The days of shared office equipment and close quarters for seating are likely at the end of the line. Shared equipment is a source of shared germs. This involves computers, PDAs, printers, and phones. Furthermore, thought requires to be given to non-touch control systems for other shared fixed equipment like doors and elevators particularly fire and other egress doors. Close quarters encourage the spread of the virus through exposure to infectious particles.
Technology has enabled several businesses to function as normal during the pandemic. We can expect that the remote working option will grow in popularity, meaning some of the workforces will make working from house permanent. In other places, we can see an acceleration of job automation, especially for routine transactions and point-of-sale work. Where employees continue to work in office environments, there’re likely to be fundamental design changes to accommodate for social distancing. This means a shift away from shared space and open space offices. Travel will decrease significantly, as employers integrate virtual technologies into business as typical. Where travel alternatives aren’t feasible, firms will require to make risk-based decisions on what travel facilities and modes are acceptable. Expect to see changes in commuting, car-pooling, and ride-sharing, driven by a wish for improved separation and lower density transport options.

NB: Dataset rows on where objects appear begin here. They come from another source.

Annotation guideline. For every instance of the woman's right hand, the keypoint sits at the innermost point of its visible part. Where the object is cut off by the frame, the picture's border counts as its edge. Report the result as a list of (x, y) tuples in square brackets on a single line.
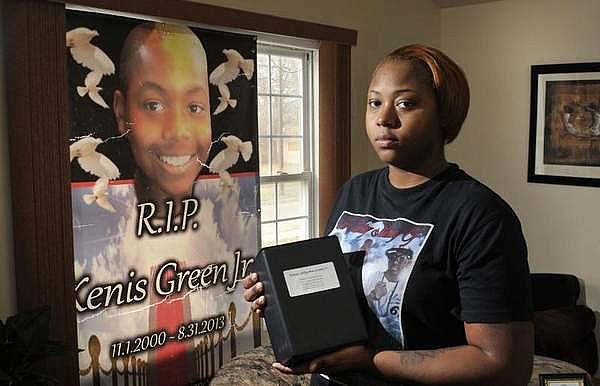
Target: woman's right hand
[(254, 293)]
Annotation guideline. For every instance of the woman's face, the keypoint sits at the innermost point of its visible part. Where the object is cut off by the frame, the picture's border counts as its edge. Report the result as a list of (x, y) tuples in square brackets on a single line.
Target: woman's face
[(402, 116)]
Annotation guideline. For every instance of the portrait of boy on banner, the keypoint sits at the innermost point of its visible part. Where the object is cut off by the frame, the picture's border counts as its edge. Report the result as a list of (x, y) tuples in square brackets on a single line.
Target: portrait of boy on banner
[(164, 196)]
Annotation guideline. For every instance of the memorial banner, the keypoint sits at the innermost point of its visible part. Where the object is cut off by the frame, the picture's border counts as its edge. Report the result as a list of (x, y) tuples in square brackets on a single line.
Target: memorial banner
[(164, 182)]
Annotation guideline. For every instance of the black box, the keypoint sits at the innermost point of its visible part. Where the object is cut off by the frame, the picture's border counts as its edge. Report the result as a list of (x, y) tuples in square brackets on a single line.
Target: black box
[(311, 303)]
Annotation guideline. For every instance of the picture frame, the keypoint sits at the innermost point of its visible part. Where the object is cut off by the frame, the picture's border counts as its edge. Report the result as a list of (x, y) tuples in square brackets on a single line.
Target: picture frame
[(564, 136), (575, 379)]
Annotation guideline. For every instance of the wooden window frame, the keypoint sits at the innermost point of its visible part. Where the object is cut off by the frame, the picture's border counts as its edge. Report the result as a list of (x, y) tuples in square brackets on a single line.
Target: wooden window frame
[(38, 131)]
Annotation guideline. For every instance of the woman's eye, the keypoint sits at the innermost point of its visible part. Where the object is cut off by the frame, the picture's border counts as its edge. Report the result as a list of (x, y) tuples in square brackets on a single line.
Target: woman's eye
[(373, 103), (196, 108), (154, 106), (405, 105)]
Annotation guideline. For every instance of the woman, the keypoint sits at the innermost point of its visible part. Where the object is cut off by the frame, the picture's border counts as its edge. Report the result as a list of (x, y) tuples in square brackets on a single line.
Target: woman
[(465, 309)]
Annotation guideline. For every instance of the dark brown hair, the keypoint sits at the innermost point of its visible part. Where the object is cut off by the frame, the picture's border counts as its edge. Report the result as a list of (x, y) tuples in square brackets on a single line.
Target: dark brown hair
[(448, 81)]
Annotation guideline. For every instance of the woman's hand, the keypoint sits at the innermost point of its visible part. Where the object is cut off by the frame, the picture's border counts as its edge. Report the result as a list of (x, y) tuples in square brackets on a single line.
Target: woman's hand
[(353, 358), (254, 293)]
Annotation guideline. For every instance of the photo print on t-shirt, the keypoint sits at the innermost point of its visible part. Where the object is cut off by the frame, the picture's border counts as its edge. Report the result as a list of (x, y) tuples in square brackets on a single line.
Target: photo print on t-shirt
[(391, 247)]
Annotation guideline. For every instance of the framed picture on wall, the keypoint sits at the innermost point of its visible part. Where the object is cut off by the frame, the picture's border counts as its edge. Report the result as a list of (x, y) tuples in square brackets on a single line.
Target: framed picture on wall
[(564, 380), (564, 137)]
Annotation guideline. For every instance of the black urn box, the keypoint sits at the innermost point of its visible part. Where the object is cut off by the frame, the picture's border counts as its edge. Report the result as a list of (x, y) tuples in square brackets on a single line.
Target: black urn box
[(312, 307)]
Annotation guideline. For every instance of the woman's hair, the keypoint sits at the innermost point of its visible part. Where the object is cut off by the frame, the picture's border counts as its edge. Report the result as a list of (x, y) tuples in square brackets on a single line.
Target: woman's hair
[(447, 79)]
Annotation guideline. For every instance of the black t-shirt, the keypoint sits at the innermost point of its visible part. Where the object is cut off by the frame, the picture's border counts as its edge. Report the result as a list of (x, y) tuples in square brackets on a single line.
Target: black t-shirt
[(439, 254)]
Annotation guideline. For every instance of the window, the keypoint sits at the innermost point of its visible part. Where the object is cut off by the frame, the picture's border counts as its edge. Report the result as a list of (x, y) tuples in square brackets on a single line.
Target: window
[(286, 144)]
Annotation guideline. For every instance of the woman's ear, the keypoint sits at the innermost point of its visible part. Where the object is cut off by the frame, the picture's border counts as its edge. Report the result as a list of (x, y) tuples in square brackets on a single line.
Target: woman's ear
[(119, 109)]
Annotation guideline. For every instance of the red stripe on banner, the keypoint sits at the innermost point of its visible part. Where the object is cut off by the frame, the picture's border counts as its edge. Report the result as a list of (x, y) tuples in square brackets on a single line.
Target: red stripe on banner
[(87, 184)]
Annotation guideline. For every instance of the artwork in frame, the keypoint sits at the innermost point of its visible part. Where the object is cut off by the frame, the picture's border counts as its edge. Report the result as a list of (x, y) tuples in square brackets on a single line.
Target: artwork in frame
[(579, 379), (564, 140)]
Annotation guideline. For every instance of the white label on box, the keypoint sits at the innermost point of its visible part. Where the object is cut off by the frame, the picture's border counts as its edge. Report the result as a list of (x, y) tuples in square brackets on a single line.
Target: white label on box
[(311, 279)]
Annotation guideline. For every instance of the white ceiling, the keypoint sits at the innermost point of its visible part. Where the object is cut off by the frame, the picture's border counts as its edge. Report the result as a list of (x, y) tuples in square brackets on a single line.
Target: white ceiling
[(458, 3)]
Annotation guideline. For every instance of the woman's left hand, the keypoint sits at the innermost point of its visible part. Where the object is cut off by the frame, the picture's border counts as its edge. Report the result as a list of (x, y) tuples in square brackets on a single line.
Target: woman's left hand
[(350, 358)]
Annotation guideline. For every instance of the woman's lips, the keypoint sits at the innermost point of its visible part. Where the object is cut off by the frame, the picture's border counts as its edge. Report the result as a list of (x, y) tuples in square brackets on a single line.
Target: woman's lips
[(176, 164), (386, 141)]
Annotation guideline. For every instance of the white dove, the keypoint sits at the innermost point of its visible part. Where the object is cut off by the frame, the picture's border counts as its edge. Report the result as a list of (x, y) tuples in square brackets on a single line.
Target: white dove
[(224, 100), (100, 195), (91, 88), (87, 54), (229, 156), (228, 71), (90, 160)]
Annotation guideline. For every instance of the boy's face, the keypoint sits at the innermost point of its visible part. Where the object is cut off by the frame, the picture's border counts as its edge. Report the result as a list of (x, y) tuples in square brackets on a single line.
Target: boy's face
[(166, 107)]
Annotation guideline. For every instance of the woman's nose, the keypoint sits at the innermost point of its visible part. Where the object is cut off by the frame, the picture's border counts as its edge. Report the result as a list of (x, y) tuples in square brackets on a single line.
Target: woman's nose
[(387, 117), (178, 126)]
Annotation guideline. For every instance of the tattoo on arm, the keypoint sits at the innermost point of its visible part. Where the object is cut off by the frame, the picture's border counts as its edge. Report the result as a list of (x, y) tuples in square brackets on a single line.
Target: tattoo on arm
[(413, 358)]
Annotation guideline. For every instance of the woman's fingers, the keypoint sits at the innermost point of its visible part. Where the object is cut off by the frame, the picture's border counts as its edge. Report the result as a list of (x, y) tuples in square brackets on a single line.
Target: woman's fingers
[(250, 280), (253, 292), (258, 305)]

To make sure that critical infrastructure and essential functions are maintained, organizations will increasingly rely upon employee sequestering, or housing employees near facilities and isolated from the population at large. This will need training, planning, and practice to accomplish. This’s of particular focus for utilities, energy providers, and manufacturing.
Fundamental Shifts Ahead
As the world emerges from the current pandemic, the world of work will make a few fundamental shifts, shifts that address physical, biological, and emotional challenges. Just as we made changes post 9/11, we will adapt and respond to the challenges of pandemics. It will need thoughtfulness and planning. People will require to change their fundamental behaviors of how work gets done and how we keep our facilities clean and assured.